Gesundheitskompetenz: Wenig Bildung, schlechte Gesundheit?
Die wichtigste – und dabei sehr ernüchternde – Erkenntnis aus sämtlichen Studien zum Thema ist, dass Gesundheitskompetenz weiterhin stark mit dem Bildungsniveau assoziiert ist. Prof. Graf präsentierte zunächst das Drei-Ebenen-Modell nach Nutbeam, wonach Menschen fähig sein müssen, Gesundheitsinformationen zu lesen und sich in einfachen Worten schriftlich auszudrücken, um überhaupt eine bloße funktionale Ebene zu erreichen.
Doch erst mit fortgeschrittenen kognitiven und sozialen Kompetenzen ist es möglich, selbst eine aktive Rolle im Gesundheitswesen einzunehmen – Stichwort Empowerment – bzw. sich sogar kritisch damit auseinanderzusetzen.
„Gesunder Lebensstil ist mit vielen Imperativen verbunden“, sagte Prof. Graf. Dazu brauche es nicht nur Wissen über gesunde Ernährung (Food Literacy), sondern auch „Physical Literacy“, wie sie etwa im Modell von Edwards et al. 2017 beschrieben wurde. Einfluss auf die Physical Literacy nähmen zum einen individuelle Faktoren wie Alter, Geschlecht, körperliche Fähigkeiten, aber auch die emotionale, psychosoziale und kognitive Entwicklung. Darüber hinaus aber auch die Ein- bzw. Wertschätzung von Bewegung, (Sport-)Partizipation, soziodemographische Faktoren, Umgebungsfaktoren wie Bewegungsräume und -angebote, aber auch ökonomische Aspekte.

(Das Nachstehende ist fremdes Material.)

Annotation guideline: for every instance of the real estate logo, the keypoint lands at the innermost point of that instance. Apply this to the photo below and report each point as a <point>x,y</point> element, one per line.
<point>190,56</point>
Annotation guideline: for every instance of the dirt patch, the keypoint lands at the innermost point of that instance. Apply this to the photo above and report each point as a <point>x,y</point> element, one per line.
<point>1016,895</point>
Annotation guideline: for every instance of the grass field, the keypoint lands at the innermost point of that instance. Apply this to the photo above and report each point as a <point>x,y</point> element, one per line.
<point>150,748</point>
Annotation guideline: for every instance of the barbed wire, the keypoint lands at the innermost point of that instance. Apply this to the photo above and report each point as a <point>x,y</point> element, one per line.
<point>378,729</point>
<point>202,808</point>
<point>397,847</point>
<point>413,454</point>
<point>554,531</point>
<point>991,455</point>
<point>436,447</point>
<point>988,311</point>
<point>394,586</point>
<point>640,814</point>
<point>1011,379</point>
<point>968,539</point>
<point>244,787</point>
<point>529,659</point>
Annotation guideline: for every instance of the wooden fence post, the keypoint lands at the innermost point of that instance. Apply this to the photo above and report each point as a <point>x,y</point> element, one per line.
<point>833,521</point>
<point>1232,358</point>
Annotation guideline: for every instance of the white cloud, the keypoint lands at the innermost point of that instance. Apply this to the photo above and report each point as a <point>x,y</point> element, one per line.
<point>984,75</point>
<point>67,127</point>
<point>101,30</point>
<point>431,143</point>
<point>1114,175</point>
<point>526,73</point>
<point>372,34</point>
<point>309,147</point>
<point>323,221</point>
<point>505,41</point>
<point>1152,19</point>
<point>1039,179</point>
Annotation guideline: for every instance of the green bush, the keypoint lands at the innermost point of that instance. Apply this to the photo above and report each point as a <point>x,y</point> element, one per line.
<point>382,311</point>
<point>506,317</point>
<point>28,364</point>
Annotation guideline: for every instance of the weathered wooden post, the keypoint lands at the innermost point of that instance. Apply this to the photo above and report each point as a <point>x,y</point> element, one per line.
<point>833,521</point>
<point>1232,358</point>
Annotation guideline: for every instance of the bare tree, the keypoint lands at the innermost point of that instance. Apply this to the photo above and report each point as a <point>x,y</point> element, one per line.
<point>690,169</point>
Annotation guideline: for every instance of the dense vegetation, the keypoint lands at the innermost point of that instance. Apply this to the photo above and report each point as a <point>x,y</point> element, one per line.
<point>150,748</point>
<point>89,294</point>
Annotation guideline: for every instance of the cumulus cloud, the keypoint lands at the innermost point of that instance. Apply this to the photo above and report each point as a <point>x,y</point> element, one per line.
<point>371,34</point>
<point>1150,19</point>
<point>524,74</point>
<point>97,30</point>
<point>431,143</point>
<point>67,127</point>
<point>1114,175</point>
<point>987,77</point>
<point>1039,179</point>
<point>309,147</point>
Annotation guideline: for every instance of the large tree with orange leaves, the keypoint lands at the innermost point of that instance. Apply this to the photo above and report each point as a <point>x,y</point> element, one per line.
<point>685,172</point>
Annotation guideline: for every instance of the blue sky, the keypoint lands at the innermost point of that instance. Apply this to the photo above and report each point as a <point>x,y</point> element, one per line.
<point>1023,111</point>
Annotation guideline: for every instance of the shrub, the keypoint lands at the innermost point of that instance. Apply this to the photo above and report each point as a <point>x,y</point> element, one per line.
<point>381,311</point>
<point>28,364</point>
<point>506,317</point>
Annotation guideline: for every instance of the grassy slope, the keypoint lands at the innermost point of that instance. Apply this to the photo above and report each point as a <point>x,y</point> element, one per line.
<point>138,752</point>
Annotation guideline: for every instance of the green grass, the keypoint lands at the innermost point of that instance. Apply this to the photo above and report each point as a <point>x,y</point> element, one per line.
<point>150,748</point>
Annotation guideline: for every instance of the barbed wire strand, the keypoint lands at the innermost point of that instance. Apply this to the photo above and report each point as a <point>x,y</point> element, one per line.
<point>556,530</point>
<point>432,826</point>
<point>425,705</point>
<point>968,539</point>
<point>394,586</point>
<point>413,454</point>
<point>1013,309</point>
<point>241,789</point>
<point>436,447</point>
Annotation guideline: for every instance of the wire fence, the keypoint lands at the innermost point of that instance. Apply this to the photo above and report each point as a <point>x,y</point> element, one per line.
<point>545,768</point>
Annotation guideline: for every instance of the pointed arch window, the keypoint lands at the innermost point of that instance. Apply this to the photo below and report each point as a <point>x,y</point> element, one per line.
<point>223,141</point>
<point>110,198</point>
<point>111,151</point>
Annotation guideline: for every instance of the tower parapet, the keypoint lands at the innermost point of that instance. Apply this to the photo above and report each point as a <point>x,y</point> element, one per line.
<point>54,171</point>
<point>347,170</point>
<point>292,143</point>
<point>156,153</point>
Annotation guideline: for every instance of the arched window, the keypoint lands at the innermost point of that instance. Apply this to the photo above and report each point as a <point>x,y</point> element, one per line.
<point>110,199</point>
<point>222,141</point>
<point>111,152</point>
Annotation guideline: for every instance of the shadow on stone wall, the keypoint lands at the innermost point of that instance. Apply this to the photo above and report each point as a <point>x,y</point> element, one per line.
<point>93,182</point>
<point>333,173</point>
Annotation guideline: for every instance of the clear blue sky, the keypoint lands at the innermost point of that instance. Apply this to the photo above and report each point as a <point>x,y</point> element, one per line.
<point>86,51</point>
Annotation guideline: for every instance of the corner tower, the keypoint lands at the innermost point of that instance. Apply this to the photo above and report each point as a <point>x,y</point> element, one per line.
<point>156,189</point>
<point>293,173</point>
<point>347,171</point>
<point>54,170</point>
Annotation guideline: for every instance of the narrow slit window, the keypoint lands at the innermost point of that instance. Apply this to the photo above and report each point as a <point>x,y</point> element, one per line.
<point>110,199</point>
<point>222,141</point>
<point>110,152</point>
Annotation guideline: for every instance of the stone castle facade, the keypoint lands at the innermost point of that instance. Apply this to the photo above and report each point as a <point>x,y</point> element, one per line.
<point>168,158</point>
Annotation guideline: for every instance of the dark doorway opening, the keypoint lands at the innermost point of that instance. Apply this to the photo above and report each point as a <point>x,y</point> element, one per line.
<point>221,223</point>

Die neuesten Erkenntnisse zur Gesundheitskompetenz der Bevölkerung in Deutschland stammen aus der Erhebung von Schaeffer et al. von 2018, wonach über die Hälfte der Menschen in diesem Land nur über eine problematische oder gar gänzlich inadäquate Gesundheitskompetenz verfügt. Als Risikofaktoren machten Schaeffer et al. neben einem geringen Bildungsgrad, höherem Lebensalter, chronischen Erkrankungen auch einen Migrationshintergrund aus.
Es ist wichtig, kontinuierlich an der Kompetenz zu arbeiten
Trotz frustrierender Rückschläge sei es wichtig, immer weiter an der Gesundheitskompetenz der Patienten zu arbeiten, meinte Prof. Graf und verwies auf verschiedene Studien zur Epigenetik aus den vergangenen Jahren: „Epigenetische Effekte sind zum Teil flüchtig, teilweise aber auch transient über mehrere Generationen. Durch unseren eigenen Lebensstil können wir also nicht nur unsere eigene Gesundheit stärken, sondern auch die kommender Generationen.“
Im Plenum regte sich angesichts von so viel Wissenschaft allerdings auch Unmut. So merkte ein Zuhörer an: „Wir brauchen ein gesamtgesellschaftliches Konzept, nicht immer mehr Studien!“ Prof. Graf gab dem Kritiker recht: „Wir haben kein Wissens-, sondern ein Umsetzungsproblem. Doch trotzdem brauchen wir Daten, um unser Handeln belegbar zu machen.“ Eine Form des Handelns könne z.B. die zielgruppengerechte, fundierte Gesundheitsaufklärung mit einheitlichen einfachen Botschaften sein, damit auch Menschen mit niedrigem Bildungsniveau in Bezug auf ihr Gesundheitsverhalten zumindest eine funktionale Basis erreichen können.